The Interfax news agency on Monday said authorities believe the suspect was linked to radical Islamic groups and carried the explosive device onto the train in a backpack.

The driver of the subway train hit by a bomb appeared in front of reporters on Tuesday looking tired but not visibly shaken by the events of the previous day.

Alexander Kavernin, 50,  who has worked on the subway for 14 years said he heard the sound of a blast while his train was running, called security and carried on to the station as the emergency instructions prescribe.
"I had no time to think about fear at that moment," he said.

The decision to keep moving was praised by authorities as aiding evacuation efforts and reducing the danger to passengers who would have had to walk along the electrified tracks.

Oleg Alexeyev, 53, who trains sniffer dogs for the police, went to the Technological Institute station Tuesday morning to lay flowers in the memory of those who died nearby.

"I traveled on the same route this morning just to see how it felt and think about life. You begin to feel the thin line about life and death," he said.

Footage of the aftermath of the explosion at the Sennaya Ploshchad train station shows a blown out subway car and several injured lying on the ground.
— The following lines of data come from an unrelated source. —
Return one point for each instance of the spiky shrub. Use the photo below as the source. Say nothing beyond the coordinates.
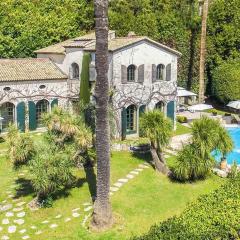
(21, 146)
(195, 161)
(51, 170)
(190, 166)
(68, 131)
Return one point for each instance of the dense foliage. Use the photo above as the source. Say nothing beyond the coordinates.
(213, 216)
(226, 81)
(195, 161)
(158, 129)
(28, 25)
(52, 170)
(20, 146)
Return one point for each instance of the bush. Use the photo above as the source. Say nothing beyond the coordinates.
(194, 161)
(52, 170)
(226, 81)
(214, 112)
(182, 119)
(21, 146)
(213, 216)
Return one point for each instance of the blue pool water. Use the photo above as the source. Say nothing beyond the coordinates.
(235, 154)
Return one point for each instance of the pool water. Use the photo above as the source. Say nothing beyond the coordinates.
(235, 154)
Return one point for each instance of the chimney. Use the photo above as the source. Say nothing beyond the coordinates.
(132, 34)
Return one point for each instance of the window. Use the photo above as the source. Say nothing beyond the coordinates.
(160, 106)
(7, 89)
(131, 73)
(160, 72)
(7, 113)
(131, 112)
(42, 107)
(74, 74)
(42, 86)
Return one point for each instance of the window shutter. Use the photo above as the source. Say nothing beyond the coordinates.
(154, 73)
(70, 72)
(54, 103)
(21, 116)
(168, 72)
(92, 72)
(124, 123)
(142, 110)
(124, 74)
(141, 73)
(171, 110)
(32, 116)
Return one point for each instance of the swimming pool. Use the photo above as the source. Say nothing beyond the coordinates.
(235, 154)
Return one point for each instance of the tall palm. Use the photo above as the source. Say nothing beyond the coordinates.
(102, 215)
(158, 129)
(203, 52)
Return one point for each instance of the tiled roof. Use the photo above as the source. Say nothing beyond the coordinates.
(29, 69)
(87, 42)
(59, 48)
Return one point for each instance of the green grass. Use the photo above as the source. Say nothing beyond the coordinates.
(143, 201)
(181, 129)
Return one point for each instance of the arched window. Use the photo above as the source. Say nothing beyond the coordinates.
(160, 106)
(42, 107)
(131, 112)
(131, 73)
(160, 72)
(74, 74)
(7, 115)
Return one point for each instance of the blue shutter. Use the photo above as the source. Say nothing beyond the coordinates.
(21, 116)
(32, 116)
(54, 103)
(171, 110)
(142, 110)
(124, 123)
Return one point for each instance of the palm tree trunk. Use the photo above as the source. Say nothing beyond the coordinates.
(203, 52)
(159, 162)
(102, 215)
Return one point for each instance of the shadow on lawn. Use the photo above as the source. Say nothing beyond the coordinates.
(145, 157)
(24, 188)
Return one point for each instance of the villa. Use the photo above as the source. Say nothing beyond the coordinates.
(142, 75)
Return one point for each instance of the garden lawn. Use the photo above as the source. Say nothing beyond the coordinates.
(147, 199)
(181, 129)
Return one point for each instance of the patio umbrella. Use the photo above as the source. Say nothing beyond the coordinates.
(234, 104)
(200, 107)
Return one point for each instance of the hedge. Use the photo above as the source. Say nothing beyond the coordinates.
(226, 81)
(213, 216)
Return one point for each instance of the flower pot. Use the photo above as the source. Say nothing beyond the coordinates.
(223, 164)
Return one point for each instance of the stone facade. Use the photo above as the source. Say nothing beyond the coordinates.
(142, 92)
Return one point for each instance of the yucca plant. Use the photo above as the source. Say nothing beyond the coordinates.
(21, 146)
(190, 166)
(195, 160)
(51, 170)
(158, 129)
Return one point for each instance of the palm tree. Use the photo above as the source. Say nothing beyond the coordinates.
(203, 52)
(102, 215)
(158, 129)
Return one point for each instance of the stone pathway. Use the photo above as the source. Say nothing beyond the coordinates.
(131, 175)
(14, 211)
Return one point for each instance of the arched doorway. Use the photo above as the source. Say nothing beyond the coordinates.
(7, 113)
(160, 106)
(42, 107)
(131, 119)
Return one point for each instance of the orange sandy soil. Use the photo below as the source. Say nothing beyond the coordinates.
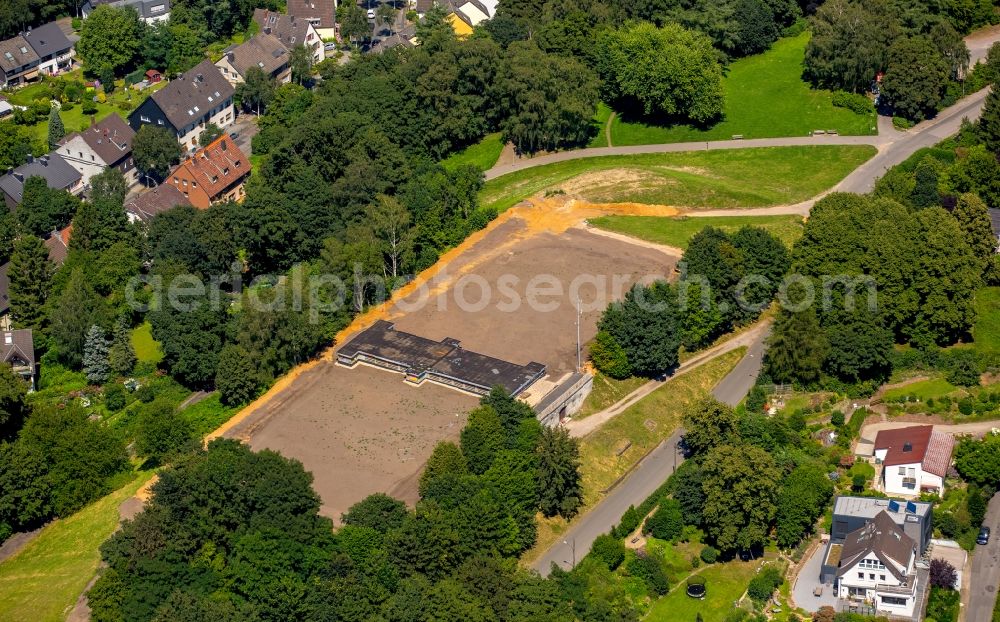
(364, 430)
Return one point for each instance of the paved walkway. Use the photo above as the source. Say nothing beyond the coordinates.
(657, 466)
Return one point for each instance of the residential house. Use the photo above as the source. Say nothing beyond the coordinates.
(54, 49)
(321, 15)
(107, 144)
(150, 11)
(213, 174)
(186, 106)
(58, 174)
(876, 565)
(262, 51)
(144, 206)
(58, 247)
(18, 62)
(912, 460)
(18, 350)
(291, 32)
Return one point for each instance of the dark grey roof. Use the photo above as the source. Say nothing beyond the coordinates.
(18, 347)
(882, 537)
(146, 205)
(193, 94)
(48, 39)
(16, 53)
(443, 361)
(58, 174)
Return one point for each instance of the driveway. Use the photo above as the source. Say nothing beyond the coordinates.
(985, 574)
(656, 467)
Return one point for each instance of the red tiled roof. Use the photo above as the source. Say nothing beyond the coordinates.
(217, 166)
(938, 456)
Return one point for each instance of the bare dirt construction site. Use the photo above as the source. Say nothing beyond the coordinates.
(509, 292)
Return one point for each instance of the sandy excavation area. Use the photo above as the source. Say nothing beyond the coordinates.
(364, 430)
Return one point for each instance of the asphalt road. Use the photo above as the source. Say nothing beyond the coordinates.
(647, 476)
(985, 570)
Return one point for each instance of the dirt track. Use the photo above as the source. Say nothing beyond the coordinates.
(364, 430)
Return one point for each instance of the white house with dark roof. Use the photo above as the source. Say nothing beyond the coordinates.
(188, 104)
(913, 459)
(54, 49)
(876, 565)
(56, 172)
(105, 144)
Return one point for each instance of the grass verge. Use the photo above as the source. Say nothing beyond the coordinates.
(986, 331)
(43, 581)
(677, 232)
(482, 155)
(758, 177)
(765, 97)
(607, 391)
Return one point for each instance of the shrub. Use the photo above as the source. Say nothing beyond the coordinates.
(943, 574)
(115, 397)
(609, 550)
(763, 585)
(856, 103)
(667, 522)
(709, 554)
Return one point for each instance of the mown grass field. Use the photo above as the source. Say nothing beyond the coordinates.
(765, 97)
(147, 349)
(677, 232)
(986, 332)
(724, 583)
(483, 154)
(758, 177)
(43, 581)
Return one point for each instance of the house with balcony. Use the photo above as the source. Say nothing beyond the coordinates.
(54, 49)
(188, 104)
(912, 460)
(18, 62)
(291, 31)
(321, 15)
(263, 51)
(212, 175)
(105, 144)
(877, 567)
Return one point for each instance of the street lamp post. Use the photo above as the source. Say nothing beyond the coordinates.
(572, 544)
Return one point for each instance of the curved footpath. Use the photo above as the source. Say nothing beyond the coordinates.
(893, 148)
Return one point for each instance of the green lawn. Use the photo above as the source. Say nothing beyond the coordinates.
(765, 97)
(606, 392)
(757, 177)
(147, 349)
(925, 389)
(677, 232)
(43, 581)
(483, 154)
(986, 331)
(600, 138)
(724, 584)
(645, 424)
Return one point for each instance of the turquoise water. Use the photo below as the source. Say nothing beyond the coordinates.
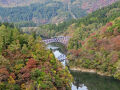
(88, 81)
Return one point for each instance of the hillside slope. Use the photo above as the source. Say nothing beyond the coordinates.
(100, 51)
(26, 64)
(47, 11)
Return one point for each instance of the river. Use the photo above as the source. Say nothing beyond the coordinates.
(87, 81)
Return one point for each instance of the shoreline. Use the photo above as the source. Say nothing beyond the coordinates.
(90, 71)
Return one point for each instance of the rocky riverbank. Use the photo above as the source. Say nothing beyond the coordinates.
(90, 71)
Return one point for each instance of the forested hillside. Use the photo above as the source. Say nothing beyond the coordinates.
(85, 26)
(78, 29)
(26, 64)
(100, 51)
(34, 12)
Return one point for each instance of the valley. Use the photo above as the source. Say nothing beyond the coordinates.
(60, 45)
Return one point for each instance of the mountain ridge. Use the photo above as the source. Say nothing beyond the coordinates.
(48, 11)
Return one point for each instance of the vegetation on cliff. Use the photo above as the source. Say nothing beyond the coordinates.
(25, 63)
(100, 50)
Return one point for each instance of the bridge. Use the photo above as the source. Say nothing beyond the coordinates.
(60, 39)
(62, 57)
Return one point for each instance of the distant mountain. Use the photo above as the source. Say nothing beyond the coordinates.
(47, 11)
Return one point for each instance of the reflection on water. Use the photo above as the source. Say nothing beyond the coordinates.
(88, 81)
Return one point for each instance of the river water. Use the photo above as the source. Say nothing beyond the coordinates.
(87, 81)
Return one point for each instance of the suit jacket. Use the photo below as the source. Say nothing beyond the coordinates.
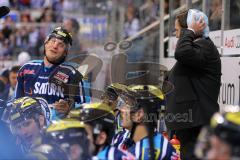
(196, 77)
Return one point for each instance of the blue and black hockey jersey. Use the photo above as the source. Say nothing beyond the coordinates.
(112, 153)
(162, 149)
(51, 83)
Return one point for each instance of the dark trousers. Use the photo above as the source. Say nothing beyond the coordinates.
(188, 138)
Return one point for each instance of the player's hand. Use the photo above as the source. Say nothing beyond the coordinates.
(62, 106)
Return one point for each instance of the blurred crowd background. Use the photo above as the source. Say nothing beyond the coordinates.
(93, 23)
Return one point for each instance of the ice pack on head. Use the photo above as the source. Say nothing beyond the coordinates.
(198, 14)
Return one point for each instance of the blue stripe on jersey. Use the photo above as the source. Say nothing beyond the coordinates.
(33, 81)
(162, 148)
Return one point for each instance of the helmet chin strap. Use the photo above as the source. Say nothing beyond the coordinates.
(57, 61)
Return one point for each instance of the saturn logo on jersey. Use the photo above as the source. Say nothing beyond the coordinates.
(49, 89)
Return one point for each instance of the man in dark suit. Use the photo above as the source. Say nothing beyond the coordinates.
(196, 77)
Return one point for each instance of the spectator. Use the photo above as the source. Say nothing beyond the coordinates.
(215, 15)
(131, 27)
(4, 84)
(13, 81)
(196, 77)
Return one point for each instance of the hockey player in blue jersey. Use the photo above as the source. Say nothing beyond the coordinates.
(139, 115)
(52, 79)
(100, 124)
(26, 118)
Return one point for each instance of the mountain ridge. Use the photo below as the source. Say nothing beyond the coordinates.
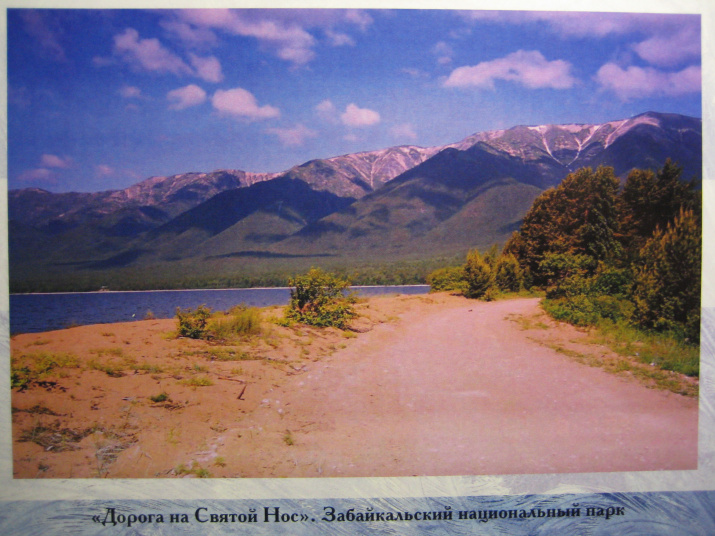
(388, 203)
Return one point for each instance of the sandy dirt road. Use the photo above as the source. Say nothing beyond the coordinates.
(435, 385)
(464, 390)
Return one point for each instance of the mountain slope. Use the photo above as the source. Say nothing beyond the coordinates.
(421, 208)
(389, 204)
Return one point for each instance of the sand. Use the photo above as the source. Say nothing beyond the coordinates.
(423, 385)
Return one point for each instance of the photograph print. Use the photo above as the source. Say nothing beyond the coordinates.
(310, 243)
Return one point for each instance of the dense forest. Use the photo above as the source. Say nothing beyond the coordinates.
(600, 250)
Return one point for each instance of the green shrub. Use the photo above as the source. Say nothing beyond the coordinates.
(36, 366)
(240, 321)
(508, 275)
(589, 310)
(161, 397)
(192, 322)
(667, 283)
(446, 279)
(478, 275)
(318, 299)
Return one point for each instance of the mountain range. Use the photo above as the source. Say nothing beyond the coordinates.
(397, 203)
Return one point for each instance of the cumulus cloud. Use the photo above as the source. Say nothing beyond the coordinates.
(359, 17)
(103, 170)
(208, 68)
(338, 39)
(185, 97)
(443, 52)
(404, 131)
(661, 39)
(54, 161)
(190, 35)
(147, 54)
(293, 137)
(130, 92)
(284, 32)
(38, 175)
(359, 117)
(528, 68)
(635, 82)
(671, 48)
(241, 103)
(289, 41)
(39, 28)
(327, 111)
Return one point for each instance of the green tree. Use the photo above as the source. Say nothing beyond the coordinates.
(478, 275)
(319, 299)
(448, 278)
(578, 217)
(650, 200)
(508, 274)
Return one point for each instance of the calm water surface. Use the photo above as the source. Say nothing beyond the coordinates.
(30, 313)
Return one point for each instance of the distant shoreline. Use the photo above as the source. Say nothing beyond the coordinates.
(190, 290)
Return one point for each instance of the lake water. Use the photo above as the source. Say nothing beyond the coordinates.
(31, 313)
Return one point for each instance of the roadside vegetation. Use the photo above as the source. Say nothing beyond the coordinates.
(625, 260)
(321, 299)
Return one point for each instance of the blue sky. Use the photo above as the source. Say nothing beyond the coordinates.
(101, 99)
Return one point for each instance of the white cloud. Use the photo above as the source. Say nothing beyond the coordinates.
(38, 175)
(208, 68)
(284, 32)
(669, 38)
(359, 117)
(130, 92)
(185, 97)
(404, 131)
(53, 161)
(39, 28)
(293, 137)
(188, 34)
(241, 103)
(671, 48)
(327, 111)
(338, 39)
(636, 82)
(289, 41)
(358, 17)
(443, 52)
(103, 170)
(147, 54)
(528, 68)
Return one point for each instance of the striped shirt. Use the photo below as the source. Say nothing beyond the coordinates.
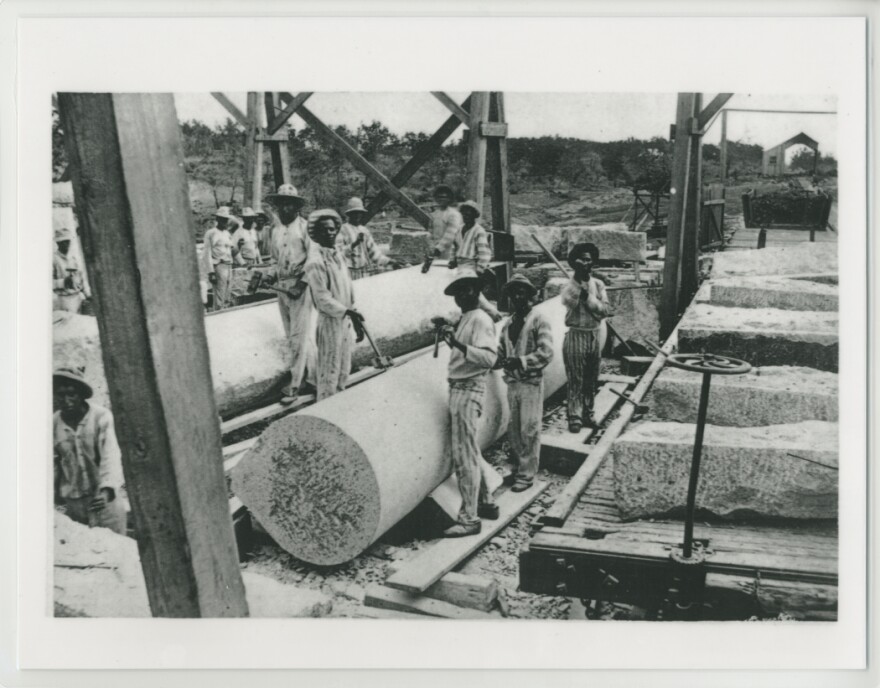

President Vladimir Putin, who was visiting the city on an unrelated trip Monday, offered his condolences to the families of those killed.

Authorities evacuated and shut down the entire St. Petersburg subway system, which serves some 2 million riders a day.

Maxim Liksutov, Moscow's deputy mayor, told Interfax that Moscow authorities were tightening security on the subway in the Russian capital.

U.S. President Donald Trump called the attack an "absolutely a terrible thing."